Directly managing earnings from the lump sum through your own investment options and purchasing a set annuity signify two polar options for retirement funds. Examining the pros and cons of each will help you position yourself for a possible intermediate strategy.
Managing retirement funds demands time and effort. You need to research and select investments that will both develop your money to offset inflation, reduce loss to prevent market downturns, and include income creating investments that will permit monthly and emergency withdrawals that don't force untimely investment losses.
You achieve these goals by properly allocating your retirement funds between equity and revenue investments, along with keeping some money equivalents including Certificates of deposit or cash market funds. Continually rebalancing your collection can help you capitalize on any benefits as well and keep you in accordance with your goals.
You must keep your withdrawals low - perhaps 3% to 4% in the early years - to make sure you will not consume your retirement funds as well quick. You do not want to use up all your assets in the event you face a serious market down turn and/or you live a long life.

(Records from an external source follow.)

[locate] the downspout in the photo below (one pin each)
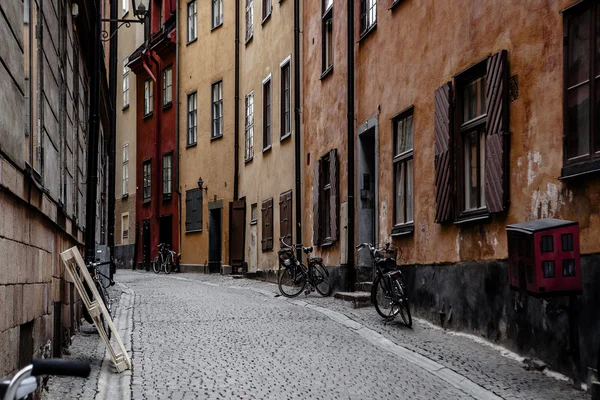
(236, 157)
(350, 273)
(297, 138)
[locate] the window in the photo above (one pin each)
(148, 96)
(217, 13)
(167, 86)
(125, 82)
(267, 225)
(125, 172)
(326, 199)
(249, 19)
(192, 119)
(286, 100)
(254, 214)
(217, 110)
(266, 9)
(167, 175)
(193, 210)
(403, 170)
(249, 152)
(368, 15)
(327, 35)
(192, 21)
(147, 174)
(582, 84)
(267, 135)
(472, 143)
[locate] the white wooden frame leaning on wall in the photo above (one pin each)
(95, 306)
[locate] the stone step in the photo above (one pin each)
(355, 299)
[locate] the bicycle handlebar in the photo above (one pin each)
(60, 367)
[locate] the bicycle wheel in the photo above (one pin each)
(156, 265)
(382, 299)
(401, 302)
(292, 281)
(104, 298)
(321, 279)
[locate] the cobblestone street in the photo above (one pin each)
(214, 337)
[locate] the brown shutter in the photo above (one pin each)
(496, 145)
(334, 198)
(316, 193)
(444, 184)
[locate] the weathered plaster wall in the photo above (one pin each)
(203, 62)
(324, 116)
(270, 173)
(404, 60)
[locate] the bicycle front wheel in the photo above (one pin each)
(321, 279)
(381, 297)
(292, 281)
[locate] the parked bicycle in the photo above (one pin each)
(293, 275)
(388, 293)
(102, 283)
(164, 260)
(25, 381)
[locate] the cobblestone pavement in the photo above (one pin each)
(208, 336)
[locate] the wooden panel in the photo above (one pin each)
(444, 184)
(496, 148)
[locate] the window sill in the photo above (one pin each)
(327, 72)
(571, 172)
(367, 32)
(472, 216)
(403, 229)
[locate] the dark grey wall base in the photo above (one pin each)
(475, 297)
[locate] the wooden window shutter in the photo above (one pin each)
(444, 167)
(316, 193)
(496, 144)
(334, 198)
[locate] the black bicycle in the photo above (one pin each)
(388, 293)
(102, 283)
(293, 275)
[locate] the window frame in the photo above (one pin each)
(146, 181)
(267, 113)
(403, 158)
(588, 163)
(193, 95)
(192, 31)
(168, 86)
(216, 108)
(285, 116)
(249, 127)
(169, 194)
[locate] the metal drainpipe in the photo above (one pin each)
(350, 273)
(297, 138)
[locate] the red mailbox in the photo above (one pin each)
(543, 257)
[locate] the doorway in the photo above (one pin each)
(214, 239)
(366, 189)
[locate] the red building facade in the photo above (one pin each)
(157, 206)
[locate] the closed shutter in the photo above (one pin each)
(497, 140)
(316, 193)
(334, 197)
(285, 217)
(444, 184)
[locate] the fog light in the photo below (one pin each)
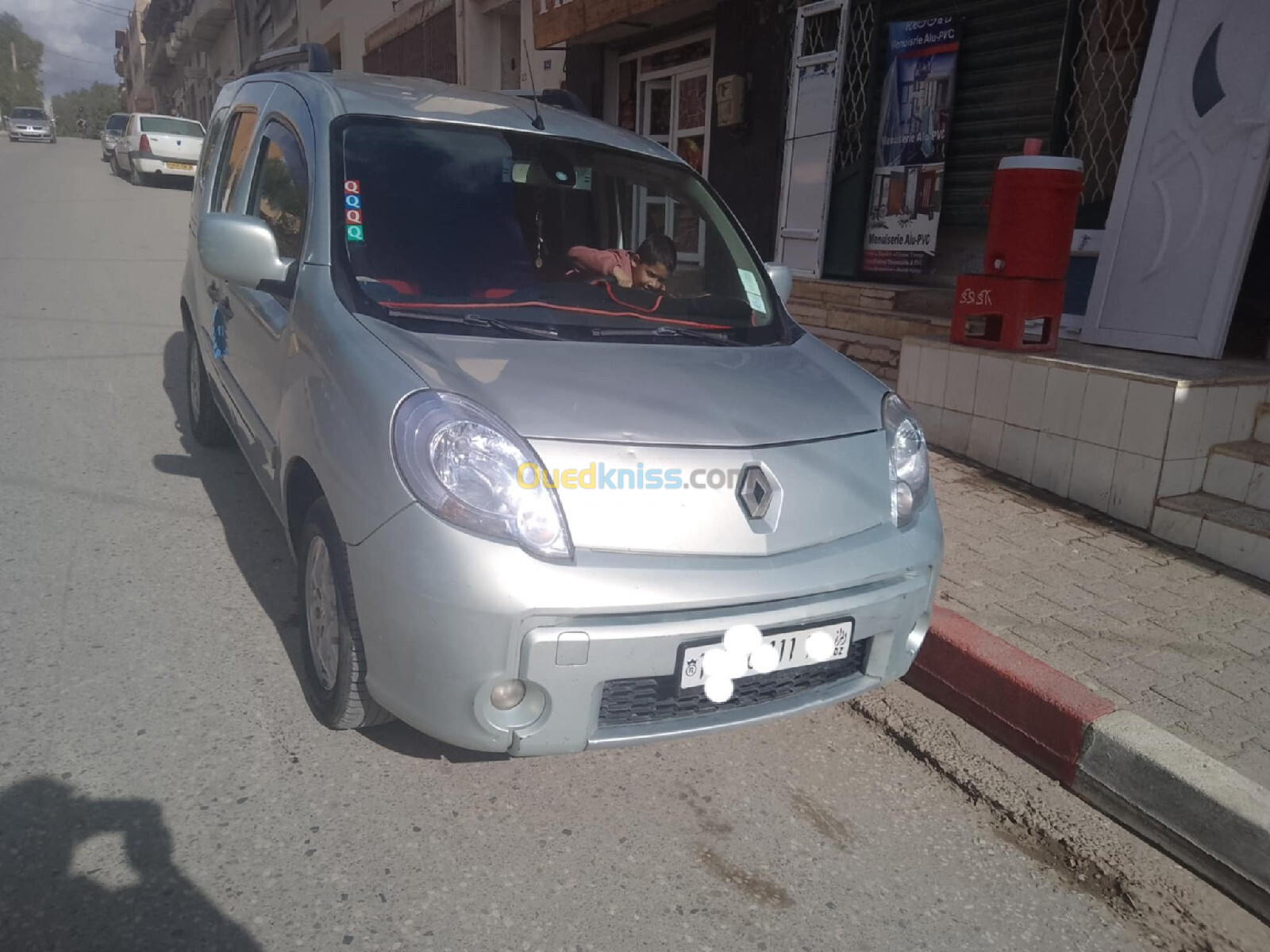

The worry about running out of retirement funds - or nearly so - frightens a lot of people. That is exactly where your mental health makeup will come in and what tends to make an annuity always a reasonable option.
Taking a fixed annuity or buying an annuity relieves you of investment management worries by transforming your retirement funds into a fixed monthly payment for life. That payment may be for your life or your spouse's as well. Inflation, sadly, will erode the worth of your payments. Even at only a 2% inflation rate, a $2,000-a-month payment would lose a third of its buying power in twenty yrs. Also, taking an annuity limits access to your principal. That is a problem if urgent matters or for sudden expenses crop up.
The table summarizes the pros and cons of each. You are able to always discover an intermediate strategy that satisfies some worries of both extremes
Manage Retirement Funds or Annuitize it?
|Manage Your Lump Sum||Buy a Fixed Annuity|
|More potential for growth||Income assured|
|Can offset inflation||Lifetime payments|
|Withdraw at your own rate||Fixed income payments always|
|Cons:||Risk: Possible loss in investments||Inflation erodes payment value|
|Unpredictable markets||No access to principal|
You are able to split your retirement funds in 2 parts and purchase a fixed annuity with half and handle the rest. Your fixed annuity allows you to be more 'growth' oriented in your portfolio to counter the inflation results on your annuity payments. You can continually select later on to transform the self-managed portfolio to an annuity as well if you're sick and tired of controlling it.